Zaxariou M, Panderi I
Division of Pharmaceutical Chemistry, School of Pharmacy, University of Athens, Panepistimiopolis, Zografou 157 71, Athens, Greece.
J Pharm Biomed Anal. 2004 Apr 1;35(1):41-50. doi: 10.1016/j.jpba.2003.12.014.

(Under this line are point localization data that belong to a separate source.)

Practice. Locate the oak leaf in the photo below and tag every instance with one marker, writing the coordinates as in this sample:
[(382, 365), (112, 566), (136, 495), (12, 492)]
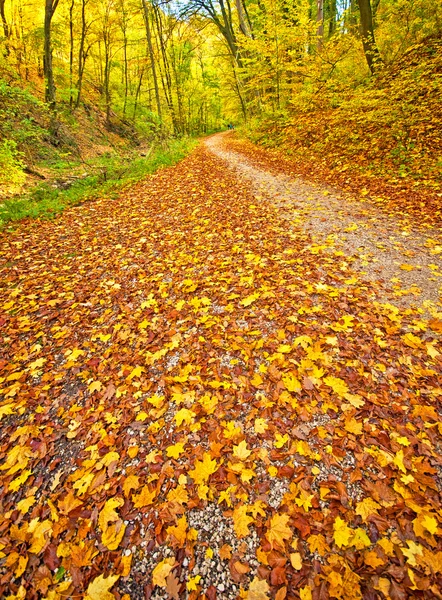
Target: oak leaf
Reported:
[(99, 588), (278, 531), (162, 570), (241, 520)]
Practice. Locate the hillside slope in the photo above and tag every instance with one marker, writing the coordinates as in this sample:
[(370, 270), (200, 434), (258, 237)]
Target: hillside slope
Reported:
[(386, 132)]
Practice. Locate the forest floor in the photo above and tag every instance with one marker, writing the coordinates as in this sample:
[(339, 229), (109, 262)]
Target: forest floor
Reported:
[(224, 383)]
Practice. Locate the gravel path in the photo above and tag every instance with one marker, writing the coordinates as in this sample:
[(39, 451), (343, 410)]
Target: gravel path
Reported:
[(407, 262)]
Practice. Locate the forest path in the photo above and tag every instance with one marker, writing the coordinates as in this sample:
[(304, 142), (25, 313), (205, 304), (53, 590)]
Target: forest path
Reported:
[(199, 400), (405, 261)]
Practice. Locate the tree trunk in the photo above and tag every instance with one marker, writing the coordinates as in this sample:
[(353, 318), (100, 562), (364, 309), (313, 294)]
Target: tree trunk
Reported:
[(50, 8), (81, 53), (319, 22), (152, 57), (371, 50), (71, 53), (6, 29)]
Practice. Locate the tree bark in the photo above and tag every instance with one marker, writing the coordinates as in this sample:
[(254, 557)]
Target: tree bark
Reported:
[(371, 50), (50, 8), (6, 29), (152, 57)]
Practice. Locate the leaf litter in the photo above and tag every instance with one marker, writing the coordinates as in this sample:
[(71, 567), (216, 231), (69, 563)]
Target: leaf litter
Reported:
[(201, 398)]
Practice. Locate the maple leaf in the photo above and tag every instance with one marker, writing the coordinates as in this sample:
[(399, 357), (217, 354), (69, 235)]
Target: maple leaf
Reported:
[(278, 531), (130, 483), (111, 525), (162, 570), (296, 561), (342, 532), (192, 584), (68, 503), (144, 498), (240, 451), (175, 451), (203, 469), (179, 531), (98, 589), (260, 426), (291, 382), (367, 507), (250, 299), (184, 415), (241, 520), (258, 590)]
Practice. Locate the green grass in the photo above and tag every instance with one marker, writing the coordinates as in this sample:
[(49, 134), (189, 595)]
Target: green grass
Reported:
[(110, 174)]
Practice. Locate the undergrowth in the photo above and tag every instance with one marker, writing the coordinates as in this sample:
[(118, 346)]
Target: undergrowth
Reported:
[(111, 173)]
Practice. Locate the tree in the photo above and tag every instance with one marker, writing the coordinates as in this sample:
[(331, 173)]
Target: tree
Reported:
[(371, 50), (50, 8)]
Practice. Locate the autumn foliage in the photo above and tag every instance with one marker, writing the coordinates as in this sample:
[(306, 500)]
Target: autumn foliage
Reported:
[(199, 400)]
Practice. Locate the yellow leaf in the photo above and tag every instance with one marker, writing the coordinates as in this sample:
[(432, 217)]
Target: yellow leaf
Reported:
[(111, 525), (24, 505), (399, 461), (241, 520), (296, 561), (360, 539), (41, 531), (372, 559), (305, 593), (95, 386), (192, 584), (99, 588), (144, 498), (256, 380), (366, 508), (318, 543), (184, 416), (179, 531), (342, 533), (161, 571), (258, 590), (353, 426), (278, 531), (175, 451), (136, 372), (18, 481), (240, 451), (412, 340), (250, 299), (291, 383), (337, 385), (130, 483), (280, 440), (260, 426), (203, 469)]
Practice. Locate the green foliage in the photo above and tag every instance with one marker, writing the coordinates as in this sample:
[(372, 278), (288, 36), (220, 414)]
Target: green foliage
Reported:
[(11, 165), (111, 173)]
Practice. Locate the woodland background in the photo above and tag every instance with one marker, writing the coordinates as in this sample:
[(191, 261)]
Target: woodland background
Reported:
[(87, 88)]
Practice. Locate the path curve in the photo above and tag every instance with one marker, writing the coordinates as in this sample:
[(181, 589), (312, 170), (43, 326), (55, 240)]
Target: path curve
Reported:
[(406, 263)]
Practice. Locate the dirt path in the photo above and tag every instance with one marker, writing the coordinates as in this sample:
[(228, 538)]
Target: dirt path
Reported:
[(407, 262), (202, 396)]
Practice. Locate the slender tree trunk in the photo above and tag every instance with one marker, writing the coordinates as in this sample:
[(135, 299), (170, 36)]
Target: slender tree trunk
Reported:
[(71, 53), (320, 22), (81, 53), (6, 29), (50, 8), (137, 94), (371, 50), (152, 57)]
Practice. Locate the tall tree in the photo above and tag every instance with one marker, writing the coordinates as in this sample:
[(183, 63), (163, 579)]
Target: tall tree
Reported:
[(371, 50), (50, 8)]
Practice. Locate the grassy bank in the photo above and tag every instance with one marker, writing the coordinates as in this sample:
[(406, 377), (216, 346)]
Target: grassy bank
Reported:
[(108, 175)]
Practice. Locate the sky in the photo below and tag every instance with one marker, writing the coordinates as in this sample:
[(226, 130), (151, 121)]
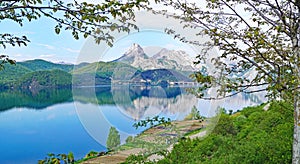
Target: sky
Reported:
[(46, 44)]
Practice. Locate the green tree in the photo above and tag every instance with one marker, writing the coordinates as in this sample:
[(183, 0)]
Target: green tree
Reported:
[(113, 139), (259, 48), (88, 19)]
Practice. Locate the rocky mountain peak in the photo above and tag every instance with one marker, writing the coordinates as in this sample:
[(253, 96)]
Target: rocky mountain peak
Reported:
[(135, 50)]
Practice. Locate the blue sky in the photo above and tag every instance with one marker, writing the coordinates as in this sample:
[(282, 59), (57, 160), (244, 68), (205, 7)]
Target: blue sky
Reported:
[(46, 44)]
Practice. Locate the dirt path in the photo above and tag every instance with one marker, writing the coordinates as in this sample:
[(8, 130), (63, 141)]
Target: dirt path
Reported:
[(151, 136)]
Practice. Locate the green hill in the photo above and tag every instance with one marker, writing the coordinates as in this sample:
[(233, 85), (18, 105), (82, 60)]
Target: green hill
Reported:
[(250, 136), (38, 79), (41, 73), (42, 65)]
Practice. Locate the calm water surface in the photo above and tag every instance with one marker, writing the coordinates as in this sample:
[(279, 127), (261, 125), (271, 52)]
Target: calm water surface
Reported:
[(35, 123)]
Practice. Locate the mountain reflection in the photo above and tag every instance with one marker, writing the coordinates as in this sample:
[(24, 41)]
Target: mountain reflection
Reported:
[(134, 101)]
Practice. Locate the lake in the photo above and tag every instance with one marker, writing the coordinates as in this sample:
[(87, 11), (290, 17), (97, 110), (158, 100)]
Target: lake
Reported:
[(34, 123)]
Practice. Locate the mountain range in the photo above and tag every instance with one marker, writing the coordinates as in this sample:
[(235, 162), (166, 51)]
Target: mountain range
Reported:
[(164, 59), (134, 65)]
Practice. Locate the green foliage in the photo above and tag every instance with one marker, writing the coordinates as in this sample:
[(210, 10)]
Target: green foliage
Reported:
[(113, 139), (129, 139), (194, 115), (57, 159), (13, 74), (242, 138), (36, 99), (156, 120), (37, 79)]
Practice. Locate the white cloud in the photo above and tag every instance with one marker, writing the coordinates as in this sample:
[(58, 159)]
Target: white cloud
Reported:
[(72, 50), (47, 56), (50, 47)]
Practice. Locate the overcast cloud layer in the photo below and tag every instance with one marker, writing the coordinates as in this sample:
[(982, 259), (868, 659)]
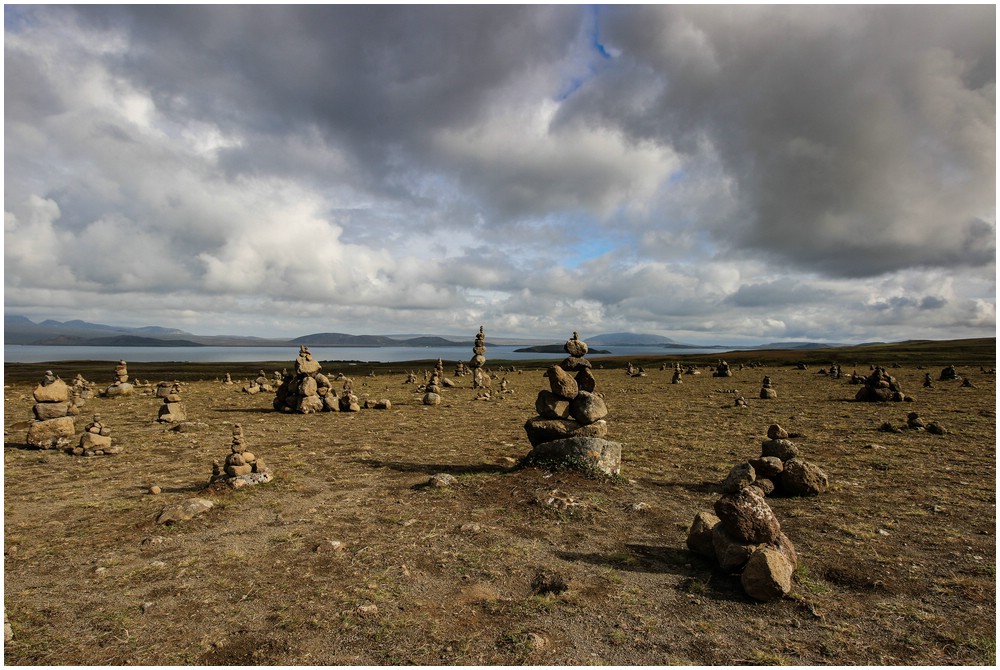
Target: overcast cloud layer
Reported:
[(713, 174)]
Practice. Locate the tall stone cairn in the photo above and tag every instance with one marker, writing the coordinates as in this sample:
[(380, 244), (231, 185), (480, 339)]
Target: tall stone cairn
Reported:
[(242, 467), (308, 390), (570, 426), (53, 426), (480, 380), (172, 409)]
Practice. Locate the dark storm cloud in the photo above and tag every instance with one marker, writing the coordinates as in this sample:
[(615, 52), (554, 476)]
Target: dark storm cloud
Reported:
[(860, 139)]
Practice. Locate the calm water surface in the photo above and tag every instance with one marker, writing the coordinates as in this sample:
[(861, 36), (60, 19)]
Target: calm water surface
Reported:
[(15, 353)]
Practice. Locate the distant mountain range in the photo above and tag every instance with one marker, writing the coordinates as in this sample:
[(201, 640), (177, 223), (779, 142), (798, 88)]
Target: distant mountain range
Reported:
[(21, 330)]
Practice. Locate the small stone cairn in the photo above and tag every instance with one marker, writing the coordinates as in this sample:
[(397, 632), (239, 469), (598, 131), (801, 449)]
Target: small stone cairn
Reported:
[(948, 374), (480, 379), (121, 385), (779, 469), (880, 386), (95, 441), (172, 409), (308, 390), (242, 467), (570, 426), (53, 426), (767, 392), (432, 389), (744, 537)]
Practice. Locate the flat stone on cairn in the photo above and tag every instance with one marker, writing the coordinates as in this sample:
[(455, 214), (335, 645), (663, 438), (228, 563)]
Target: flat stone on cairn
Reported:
[(95, 441), (53, 426), (570, 426), (172, 410), (242, 467), (744, 536)]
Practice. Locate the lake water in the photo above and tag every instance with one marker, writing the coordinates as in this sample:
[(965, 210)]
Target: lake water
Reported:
[(16, 353)]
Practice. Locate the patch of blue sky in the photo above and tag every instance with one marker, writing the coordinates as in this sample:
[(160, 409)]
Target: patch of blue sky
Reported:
[(593, 27)]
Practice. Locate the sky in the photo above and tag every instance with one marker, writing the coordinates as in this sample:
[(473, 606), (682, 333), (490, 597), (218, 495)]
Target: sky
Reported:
[(713, 174)]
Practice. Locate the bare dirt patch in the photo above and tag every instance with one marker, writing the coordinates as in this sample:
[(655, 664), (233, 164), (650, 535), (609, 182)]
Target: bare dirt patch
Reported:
[(348, 557)]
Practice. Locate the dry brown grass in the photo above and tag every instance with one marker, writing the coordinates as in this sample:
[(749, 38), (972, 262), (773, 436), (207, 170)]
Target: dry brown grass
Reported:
[(898, 558)]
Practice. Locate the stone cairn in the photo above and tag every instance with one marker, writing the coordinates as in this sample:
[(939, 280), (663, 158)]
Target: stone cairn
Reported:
[(880, 386), (766, 390), (95, 441), (307, 391), (570, 426), (744, 537), (121, 385), (53, 426), (678, 377), (242, 467), (948, 374), (432, 389), (480, 379), (172, 409), (779, 469)]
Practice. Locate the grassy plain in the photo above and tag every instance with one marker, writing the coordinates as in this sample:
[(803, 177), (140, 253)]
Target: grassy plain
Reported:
[(898, 558)]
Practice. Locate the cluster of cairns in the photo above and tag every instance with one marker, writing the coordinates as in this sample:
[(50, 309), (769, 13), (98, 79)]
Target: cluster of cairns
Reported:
[(880, 386), (779, 469), (120, 386), (95, 441), (914, 422), (767, 392), (722, 370), (172, 409), (570, 426), (744, 537), (53, 426), (242, 467)]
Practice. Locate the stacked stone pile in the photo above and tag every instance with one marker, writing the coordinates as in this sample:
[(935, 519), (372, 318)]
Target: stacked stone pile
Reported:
[(121, 385), (95, 441), (880, 386), (480, 380), (172, 409), (348, 402), (432, 389), (744, 537), (779, 469), (767, 392), (242, 467), (53, 426), (948, 374), (722, 370), (307, 391), (570, 426)]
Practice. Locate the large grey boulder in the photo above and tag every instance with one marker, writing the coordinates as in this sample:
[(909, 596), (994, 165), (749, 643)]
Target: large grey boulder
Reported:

A stability indicating, reversed-phase high-performance liquid chromatographic method was developed and validated for the determination of buspirone (Bsp) in pharmaceutical dosage forms. The use of a semi-micro XTerra MS C18 (150 mm x 3.0 mm i.d., 5 microm particle size) analytical column, results in substantial reduction in solvent consumption and increased sensitivity. The mobile phase consisted of a mixture of 0.010 M ammonium acetate (pH 4.0) and methanol (55:45, v/v), pumped at a flow rate 0.30 ml min-1. The UV detector was operated at 245 nm. The retention times for lidocaine (Ldc), which was used as internal standard, and buspirone were 4.57 and 7.72 min, respectively. The calibration graph was ranged from 1.00 to 5.00 microg ml-1, while detection and quantitation limits were found to be 0.22 and 0.67 microg ml-1, respectively. The intra- and inter-day relative standard deviation (% R.S.D.) values were less than 1.94%, while the relative percentage error (% Er) was less than 4.0% (n = 5). The method was applied to the quality control of commercial tablets and content uniformity test and proved to be suitable for rapid and reliable quality control.
建立并验证了一种用于测定药物剂型中丁螺环酮(Bsp)的稳定性指示反相高效液相色谱法。使用半微量XTerra MS C18(150 mm×3.0 mm内径,5微米粒径)分析柱,可大幅减少溶剂消耗并提高灵敏度。流动相由0.010 M醋酸铵(pH 4.0)和甲醇(55:45,v/v)的混合物组成,以0.30 ml min-1的流速泵送。紫外检测器在245 nm下运行。用作内标的利多卡因(Ldc)和丁螺环酮的保留时间分别为4.57和7.72分钟。校准曲线范围为1.00至5.00 microg ml-1,而检测限和定量限分别为0.22和0.67 microg ml-1。日内和日间相对标准偏差(% R.S.D.)值小于1.94%,而相对百分误差(% Er)小于4.0%(n = 5)。该方法应用于市售片剂的质量控制和含量均匀度测试,证明适用于快速可靠的质量控制。